I have a very large CSV file (>1,000,000KB), which wouldn’t read in using the basic functions
DIR = "G:/Work_folders/Limitations on achieving Target 12/Data/"
aid <- read.csv(paste(DIR, "AidDataCore_ResearchRelease_Level1_v3.0/AidDataCoreFull_ResearchRelease_Level1_v3.0.csv", sep=""), header=T)
## Warning in scan(file = file, what = what, sep = sep, quote = quote, dec =
## dec, : EOF within quoted string
This is not marked as an error message, but it turns out that R has stopped reading the CSV.
dim(aid)
## [1] 9960 68
The file should in fact be 1,561,039 lines long.
Online help suggested that to avoid the warning, I should disable quoting.
aid <- read.csv(paste(DIR, "AidDataCore_ResearchRelease_Level1_v3.0/AidDataCoreFull_ResearchRelease_Level1_v3.0.csv", sep=""), header=T, quote="")
## Error in read.table(file = file, header = header, sep = sep, quote = quote, : more columns than column names
At this point, it seems likely that there are commas in some of the columns that are not contained within quotes.
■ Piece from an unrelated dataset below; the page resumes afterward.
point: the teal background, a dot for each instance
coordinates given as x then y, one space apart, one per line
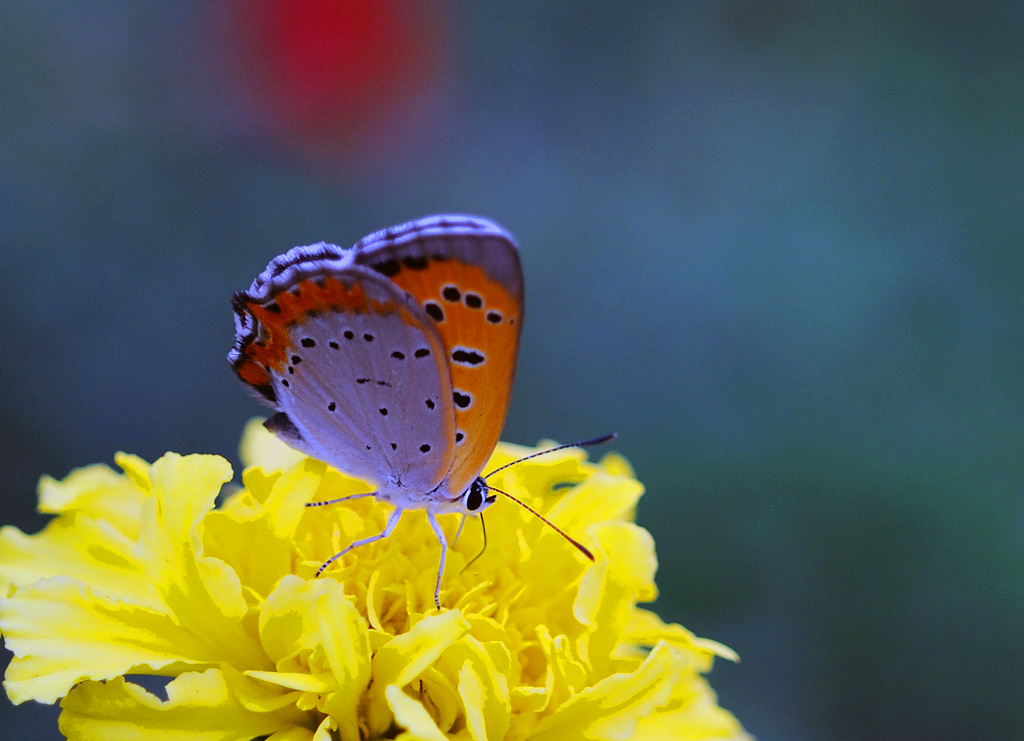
775 246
The file is too big to open in excel in order to remove commas, and after trying to read a few different chunks of the file in, I was fairly sure the problem occurred in multiple places.
aid <- read.csv(paste(DIR, "AidDataCore_ResearchRelease_Level1_v3.0/AidDataCoreFull_ResearchRelease_Level1_v3.0.csv", sep=""), header=T, quote="", skip=100, nrows=1000)
## Error in read.table(file = file, header = header, sep = sep, quote = quote, : more columns than column names
aid <- read.csv(paste(DIR, "AidDataCore_ResearchRelease_Level1_v3.0/AidDataCoreFull_ResearchRelease_Level1_v3.0.csv", sep=""), header=T, quote="", skip=1000, nrows=10000)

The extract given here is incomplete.